中井監督は広陵高、大商大を経て1986年に母校赴任。副部長を経て、90年から母校を指揮し春14回、夏10回の甲子園出場へと導き、歴代7位タイの通算40勝を挙げている
「弱さ」の真意
広陵高校野球部には、卒業生が帰る「家」がある。毎日のように、教え子たちが中井哲之監督の下に足を運ぶ。冬のオフシーズンになればプロ、社会人、大学生などが学校を訪問し、グラウンドはさらに、活気が出る。毎年12月29日の少年野球教室は、恒例行事だ。現役プロのほぼ全員が、顔をそろえる。野球部OB会の結束力は強固。春・夏の甲子園のほか、秋の明治神宮大会出場時は卒業生から宿舎に大量の差し入れが届く。他校と異なるのは、ベンチ登録選手だけではなく、控え選手への心のケアも忘れないことにある。
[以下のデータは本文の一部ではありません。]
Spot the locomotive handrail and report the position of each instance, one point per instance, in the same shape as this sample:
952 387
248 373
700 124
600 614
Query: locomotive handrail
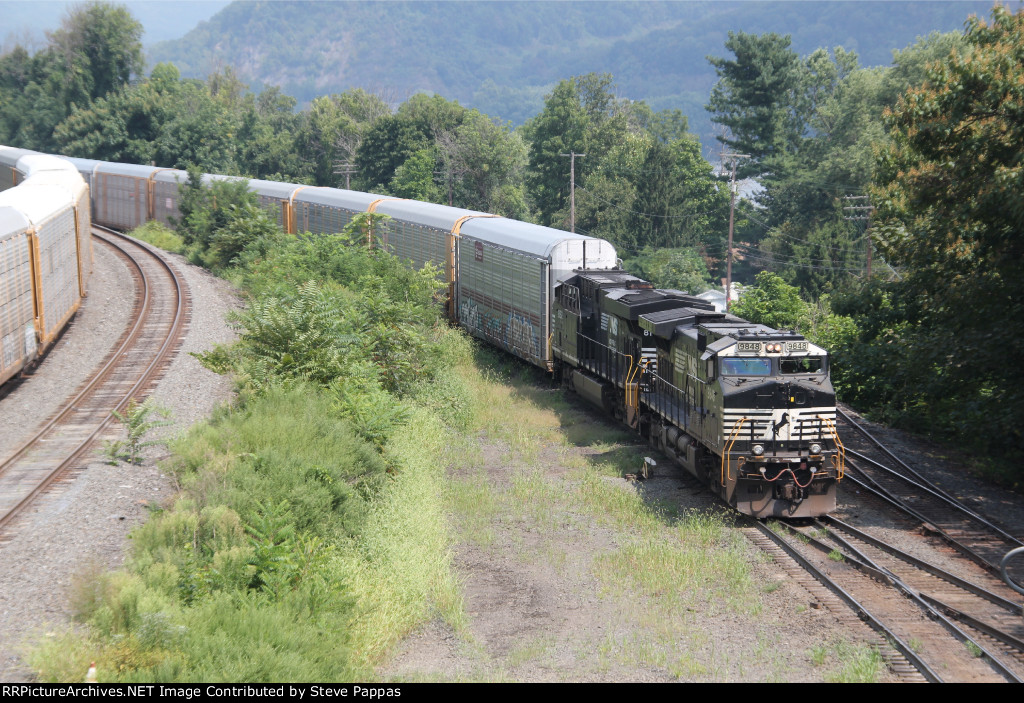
736 428
839 459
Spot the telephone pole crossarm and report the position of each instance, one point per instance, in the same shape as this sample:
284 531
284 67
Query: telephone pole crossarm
732 210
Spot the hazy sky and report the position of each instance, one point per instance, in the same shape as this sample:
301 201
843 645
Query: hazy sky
24 22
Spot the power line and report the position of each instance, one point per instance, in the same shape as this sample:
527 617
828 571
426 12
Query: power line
663 217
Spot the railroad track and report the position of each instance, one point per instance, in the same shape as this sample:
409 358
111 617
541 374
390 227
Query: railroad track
952 618
131 370
912 631
891 480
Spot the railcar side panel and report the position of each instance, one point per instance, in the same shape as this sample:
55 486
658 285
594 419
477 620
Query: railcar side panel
502 297
56 252
17 336
120 200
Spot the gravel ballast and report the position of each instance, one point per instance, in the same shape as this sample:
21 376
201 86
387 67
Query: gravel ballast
81 524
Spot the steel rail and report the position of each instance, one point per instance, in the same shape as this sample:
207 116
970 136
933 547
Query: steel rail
939 572
864 563
864 614
143 305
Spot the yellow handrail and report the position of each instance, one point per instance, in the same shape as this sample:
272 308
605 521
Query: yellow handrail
839 459
736 427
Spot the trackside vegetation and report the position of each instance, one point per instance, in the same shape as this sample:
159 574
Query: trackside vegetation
309 531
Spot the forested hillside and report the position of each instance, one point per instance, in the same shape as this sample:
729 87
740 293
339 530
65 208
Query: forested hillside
881 229
502 57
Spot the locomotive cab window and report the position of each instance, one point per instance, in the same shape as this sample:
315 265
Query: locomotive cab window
801 364
745 366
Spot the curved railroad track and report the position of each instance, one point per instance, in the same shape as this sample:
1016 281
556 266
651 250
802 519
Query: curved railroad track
950 620
878 471
160 316
948 629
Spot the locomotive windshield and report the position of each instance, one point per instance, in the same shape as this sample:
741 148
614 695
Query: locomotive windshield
801 364
748 366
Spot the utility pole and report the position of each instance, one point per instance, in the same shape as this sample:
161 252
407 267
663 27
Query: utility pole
862 213
732 219
572 156
347 170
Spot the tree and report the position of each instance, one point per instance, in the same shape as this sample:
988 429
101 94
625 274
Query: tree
581 115
949 213
772 302
755 96
682 269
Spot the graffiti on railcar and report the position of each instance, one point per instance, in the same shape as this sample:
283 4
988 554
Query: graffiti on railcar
520 337
469 315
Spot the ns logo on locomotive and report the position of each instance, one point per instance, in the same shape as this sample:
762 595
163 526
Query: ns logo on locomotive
748 409
745 408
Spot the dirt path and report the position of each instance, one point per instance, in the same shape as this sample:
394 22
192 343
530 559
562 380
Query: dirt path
572 572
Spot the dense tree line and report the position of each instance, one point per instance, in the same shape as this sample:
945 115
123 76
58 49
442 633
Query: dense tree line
939 170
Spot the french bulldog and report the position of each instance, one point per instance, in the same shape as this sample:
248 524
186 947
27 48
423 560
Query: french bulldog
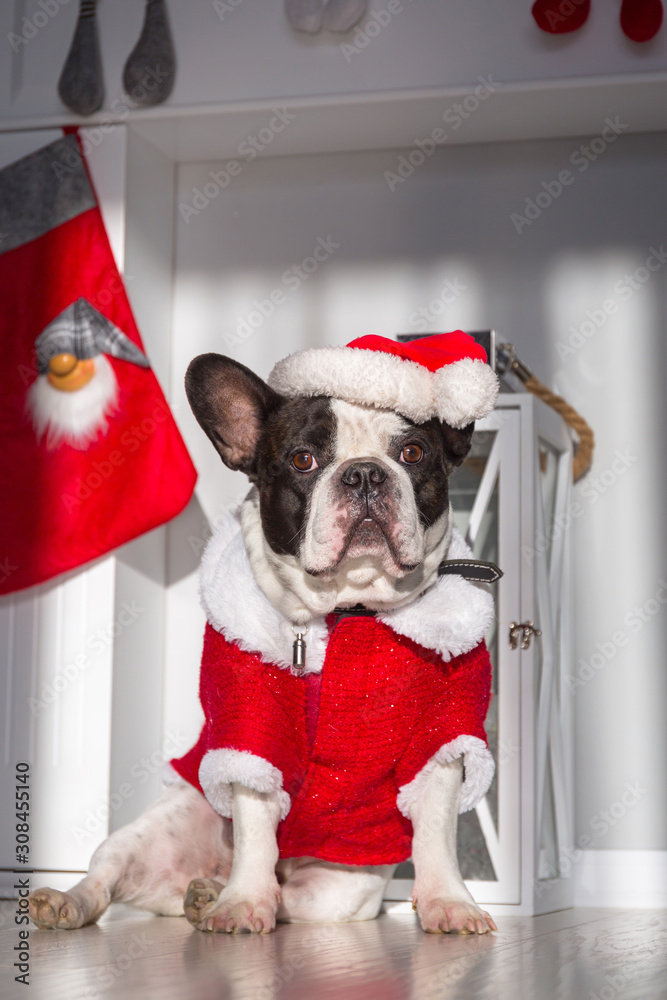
337 544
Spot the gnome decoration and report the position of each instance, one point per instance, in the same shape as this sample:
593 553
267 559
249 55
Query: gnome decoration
92 457
76 388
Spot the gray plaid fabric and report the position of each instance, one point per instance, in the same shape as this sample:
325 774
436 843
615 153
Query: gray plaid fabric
84 332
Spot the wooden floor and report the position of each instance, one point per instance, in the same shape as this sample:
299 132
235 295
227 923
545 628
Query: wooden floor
574 955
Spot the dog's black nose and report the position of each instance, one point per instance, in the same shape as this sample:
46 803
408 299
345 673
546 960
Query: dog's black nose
363 474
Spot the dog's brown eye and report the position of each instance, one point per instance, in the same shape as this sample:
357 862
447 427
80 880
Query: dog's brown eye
412 453
304 462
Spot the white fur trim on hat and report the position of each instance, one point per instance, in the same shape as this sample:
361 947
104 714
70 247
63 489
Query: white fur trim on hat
478 767
219 768
458 393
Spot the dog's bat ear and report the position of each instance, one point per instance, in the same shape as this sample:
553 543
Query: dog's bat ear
457 442
231 404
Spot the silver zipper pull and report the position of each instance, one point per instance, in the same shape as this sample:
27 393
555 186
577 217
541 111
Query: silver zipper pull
299 650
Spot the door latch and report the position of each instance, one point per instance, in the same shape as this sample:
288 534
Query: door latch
524 629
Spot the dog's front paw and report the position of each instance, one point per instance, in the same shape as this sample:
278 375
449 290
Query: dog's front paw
51 909
442 916
210 907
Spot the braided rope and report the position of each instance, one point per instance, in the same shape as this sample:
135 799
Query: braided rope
583 456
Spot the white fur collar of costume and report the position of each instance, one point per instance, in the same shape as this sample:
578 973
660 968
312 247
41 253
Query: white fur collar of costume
451 617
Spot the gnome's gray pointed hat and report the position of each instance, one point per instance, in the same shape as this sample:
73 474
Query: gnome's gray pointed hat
83 331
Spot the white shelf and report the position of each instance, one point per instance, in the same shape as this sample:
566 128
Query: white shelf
522 110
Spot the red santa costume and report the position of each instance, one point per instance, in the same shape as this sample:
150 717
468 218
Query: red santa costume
347 743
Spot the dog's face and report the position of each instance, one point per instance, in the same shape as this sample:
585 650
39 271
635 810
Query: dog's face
352 501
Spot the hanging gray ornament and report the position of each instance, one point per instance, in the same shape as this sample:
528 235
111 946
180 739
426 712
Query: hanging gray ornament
80 86
148 76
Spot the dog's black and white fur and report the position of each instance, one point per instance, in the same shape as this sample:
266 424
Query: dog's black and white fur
348 505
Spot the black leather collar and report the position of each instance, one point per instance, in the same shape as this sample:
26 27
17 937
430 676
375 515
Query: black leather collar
471 569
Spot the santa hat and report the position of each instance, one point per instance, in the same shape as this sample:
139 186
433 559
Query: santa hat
444 376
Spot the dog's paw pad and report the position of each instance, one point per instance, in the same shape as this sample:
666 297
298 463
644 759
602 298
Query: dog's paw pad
200 894
441 916
227 912
51 909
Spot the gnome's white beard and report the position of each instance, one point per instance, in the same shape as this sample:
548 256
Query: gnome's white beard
75 418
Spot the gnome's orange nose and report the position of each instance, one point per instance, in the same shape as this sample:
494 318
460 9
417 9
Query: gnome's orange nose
68 373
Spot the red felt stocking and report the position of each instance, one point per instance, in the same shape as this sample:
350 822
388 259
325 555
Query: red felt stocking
641 19
91 455
559 16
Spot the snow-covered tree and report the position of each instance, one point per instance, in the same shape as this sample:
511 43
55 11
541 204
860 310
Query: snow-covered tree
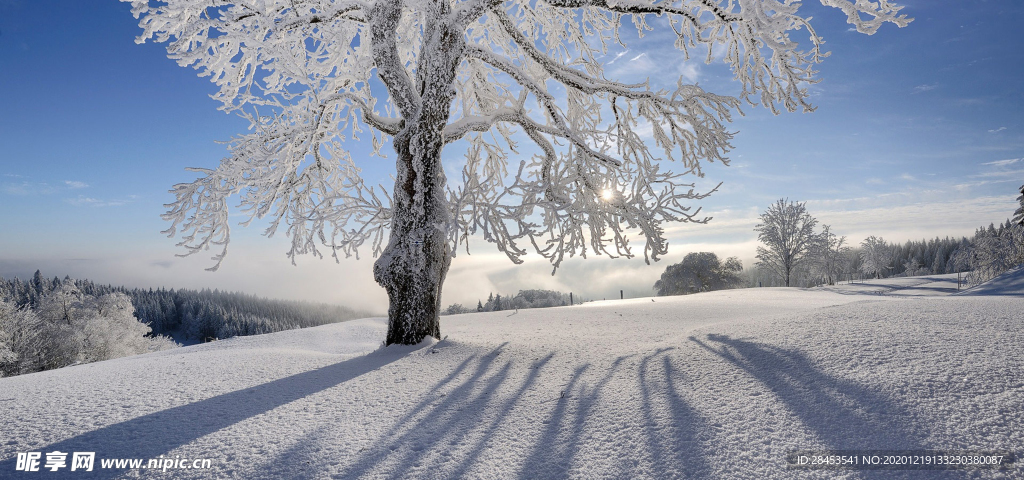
699 271
828 255
787 232
520 76
876 256
1019 214
111 331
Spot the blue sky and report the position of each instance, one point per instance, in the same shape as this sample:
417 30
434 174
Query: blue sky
919 133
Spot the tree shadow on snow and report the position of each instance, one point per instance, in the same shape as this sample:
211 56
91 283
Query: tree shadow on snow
456 426
155 434
453 417
842 413
665 437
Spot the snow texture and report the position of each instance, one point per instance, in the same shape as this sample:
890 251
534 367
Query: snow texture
715 385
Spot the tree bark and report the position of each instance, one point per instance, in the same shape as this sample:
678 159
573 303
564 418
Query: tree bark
414 264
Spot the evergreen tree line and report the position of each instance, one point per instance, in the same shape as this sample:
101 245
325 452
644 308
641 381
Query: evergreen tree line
524 299
188 315
65 326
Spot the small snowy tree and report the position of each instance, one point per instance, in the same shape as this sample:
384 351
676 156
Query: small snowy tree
311 75
876 256
111 331
787 232
828 255
699 271
1019 214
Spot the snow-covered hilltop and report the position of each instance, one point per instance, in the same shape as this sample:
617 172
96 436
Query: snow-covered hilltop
717 385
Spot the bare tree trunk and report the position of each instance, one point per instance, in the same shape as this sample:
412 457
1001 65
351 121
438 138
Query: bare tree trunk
413 266
416 260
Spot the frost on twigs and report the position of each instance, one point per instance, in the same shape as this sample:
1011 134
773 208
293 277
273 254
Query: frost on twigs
558 157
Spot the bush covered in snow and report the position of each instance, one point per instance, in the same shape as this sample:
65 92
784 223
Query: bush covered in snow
68 326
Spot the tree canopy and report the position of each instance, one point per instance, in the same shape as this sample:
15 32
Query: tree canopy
516 76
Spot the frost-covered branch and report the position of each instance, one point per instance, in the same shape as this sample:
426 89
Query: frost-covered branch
598 160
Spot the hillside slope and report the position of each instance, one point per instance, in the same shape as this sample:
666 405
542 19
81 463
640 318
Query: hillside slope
718 385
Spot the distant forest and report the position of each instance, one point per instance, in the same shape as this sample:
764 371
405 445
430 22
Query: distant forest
189 315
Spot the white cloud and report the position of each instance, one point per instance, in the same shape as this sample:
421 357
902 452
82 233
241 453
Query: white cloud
617 56
690 71
82 201
925 88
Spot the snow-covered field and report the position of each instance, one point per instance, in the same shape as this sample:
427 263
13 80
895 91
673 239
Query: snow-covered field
718 385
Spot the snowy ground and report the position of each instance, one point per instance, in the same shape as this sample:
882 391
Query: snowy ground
719 385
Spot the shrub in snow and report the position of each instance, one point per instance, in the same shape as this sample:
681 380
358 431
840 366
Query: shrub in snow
310 76
701 271
876 257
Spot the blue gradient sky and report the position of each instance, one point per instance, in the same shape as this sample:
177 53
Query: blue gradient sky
918 133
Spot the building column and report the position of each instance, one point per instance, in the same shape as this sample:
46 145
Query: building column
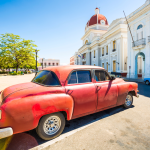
147 54
109 57
88 58
97 56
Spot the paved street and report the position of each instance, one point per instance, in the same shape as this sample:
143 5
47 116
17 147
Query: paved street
116 128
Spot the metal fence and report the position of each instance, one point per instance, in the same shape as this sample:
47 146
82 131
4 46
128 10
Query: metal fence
139 42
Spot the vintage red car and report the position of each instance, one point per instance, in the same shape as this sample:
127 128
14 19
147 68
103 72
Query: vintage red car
61 93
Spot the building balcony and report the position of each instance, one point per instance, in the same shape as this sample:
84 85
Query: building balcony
148 38
140 43
83 59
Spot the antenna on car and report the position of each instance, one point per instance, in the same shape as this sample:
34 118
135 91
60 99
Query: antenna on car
128 27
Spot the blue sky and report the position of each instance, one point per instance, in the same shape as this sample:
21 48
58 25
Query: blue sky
57 26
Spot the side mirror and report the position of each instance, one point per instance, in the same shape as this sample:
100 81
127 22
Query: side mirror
113 78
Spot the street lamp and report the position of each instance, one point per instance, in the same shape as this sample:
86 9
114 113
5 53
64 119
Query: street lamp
36 60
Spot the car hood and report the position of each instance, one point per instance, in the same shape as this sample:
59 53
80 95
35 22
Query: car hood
14 88
28 89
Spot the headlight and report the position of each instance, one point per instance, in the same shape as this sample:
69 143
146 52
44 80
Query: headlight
0 114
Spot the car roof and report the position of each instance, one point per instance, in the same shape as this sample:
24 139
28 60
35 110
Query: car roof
63 72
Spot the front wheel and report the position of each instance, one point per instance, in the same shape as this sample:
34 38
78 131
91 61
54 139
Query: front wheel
128 101
147 82
51 126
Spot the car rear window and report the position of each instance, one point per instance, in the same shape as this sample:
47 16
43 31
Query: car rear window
101 75
82 76
46 78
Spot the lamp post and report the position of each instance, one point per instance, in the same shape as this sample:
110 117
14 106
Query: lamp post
42 63
36 60
118 65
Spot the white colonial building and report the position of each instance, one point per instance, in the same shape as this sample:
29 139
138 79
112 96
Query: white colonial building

2025年も部員164人の大所帯。取材日も、監督室にはOBの姿があり、全部員が口にできるお菓子を両手に抱えていた。なぜ、教え子が集まるのか。中井監督は生徒が入学すれば部員全員を、一生付き合う「子ども」として接する。さらにはレギュラーよりも控え部員へのケアが手厚い。応援団や練習のサポートなど裏方に回る3年生の献身的な姿勢に、いつもこらえ切れず、生徒の前で涙を流す。すべてをさらけ出し、素直に感情表現してくるから、部員たちは信頼を寄せ、本気でぶつかってくる。